Fundamental to the success of such strategies, but ultimately also to their removal, is the role of emotion – the extent to which exclusion is felt to be necessary for communal survival or integrity, the extent to which it has been psychologically internalised, the extent to which it is felt to be an intolerable burden to be removed at any cost.

The aim of this symposium is to explore an important stage in the European history of exclusion. It will focus on the significance of emotions in the articulation and also experience of religious exile and displacement in the early modern period. It will also explore the degree to which these emotions facilitated the internalization of stereotypes created by the elites among the broad populace.

The political and religious upheavals of the sixteenth and seventeenth centuries forced an unprecedented number of people to flee from their homelands or to live in a state of internal exile. The emotions to be explored in this conference might relate either to the lost homeland of exiles or to the new communities exiles came into contact with or created for themselves.

In pre-Enlightenment Europe strong attachments to long-established traditions and fears concerning the threat that diversity posed for stability and authority were widespread.
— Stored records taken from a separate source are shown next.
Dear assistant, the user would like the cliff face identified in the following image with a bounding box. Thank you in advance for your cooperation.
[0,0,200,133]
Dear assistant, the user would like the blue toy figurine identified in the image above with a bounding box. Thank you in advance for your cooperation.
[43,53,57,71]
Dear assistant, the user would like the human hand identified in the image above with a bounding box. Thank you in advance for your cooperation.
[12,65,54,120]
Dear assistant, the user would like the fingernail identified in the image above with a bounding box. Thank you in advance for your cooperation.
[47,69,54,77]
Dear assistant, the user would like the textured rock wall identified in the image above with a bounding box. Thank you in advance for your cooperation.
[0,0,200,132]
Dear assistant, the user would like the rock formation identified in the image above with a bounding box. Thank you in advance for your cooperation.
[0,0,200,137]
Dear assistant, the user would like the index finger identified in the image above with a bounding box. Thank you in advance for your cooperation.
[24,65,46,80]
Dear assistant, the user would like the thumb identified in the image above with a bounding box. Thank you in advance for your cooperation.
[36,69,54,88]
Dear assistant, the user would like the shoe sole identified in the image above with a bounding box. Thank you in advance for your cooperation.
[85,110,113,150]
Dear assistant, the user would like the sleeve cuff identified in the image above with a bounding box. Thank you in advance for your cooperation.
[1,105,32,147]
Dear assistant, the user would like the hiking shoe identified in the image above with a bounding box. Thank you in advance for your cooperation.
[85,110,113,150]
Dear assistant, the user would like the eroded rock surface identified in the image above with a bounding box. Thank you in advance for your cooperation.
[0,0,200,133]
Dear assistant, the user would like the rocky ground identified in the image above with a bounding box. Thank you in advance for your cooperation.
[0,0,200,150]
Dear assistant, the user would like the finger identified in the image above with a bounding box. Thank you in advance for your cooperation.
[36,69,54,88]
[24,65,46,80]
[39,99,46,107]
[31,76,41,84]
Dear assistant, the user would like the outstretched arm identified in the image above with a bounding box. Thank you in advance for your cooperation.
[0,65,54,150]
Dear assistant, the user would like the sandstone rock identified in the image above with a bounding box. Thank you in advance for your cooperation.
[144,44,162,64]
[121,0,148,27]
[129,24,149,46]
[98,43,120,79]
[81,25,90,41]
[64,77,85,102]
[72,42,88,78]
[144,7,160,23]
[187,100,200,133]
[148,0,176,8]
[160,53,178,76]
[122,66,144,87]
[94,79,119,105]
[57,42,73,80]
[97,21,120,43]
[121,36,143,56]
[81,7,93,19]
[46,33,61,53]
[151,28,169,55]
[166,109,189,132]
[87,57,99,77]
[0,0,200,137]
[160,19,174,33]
One aim of this conference is also to explore how emotions were used to gradually weaken such attachments and to transform the fear of diversity into an alternative set of values and ideals based on different levels of tolerance.

Themes to be considered in the symposium might include:

  • the use of emotional strategies in ‘hate literature’ deliberately intended to label and stigmatize ‘deviant’ groups and individuals, and to exclude them from the realm of tolerance;
  • the responses of internal and external exiles to the psychological pressures associated with threatened or actual displacement;
  • the relationship between the emotional experience of exclusion, persecution or exile and the emergence, articulation or justification of tolerant and intolerant attitudes or policies;
  • the emotions produced among tolerated minorities by the precariousness of their status and uncertainty regarding their rights;
  • the affective language of the many competing martyrologies and how this proved functional for the advocacy of both intolerance and tolerance.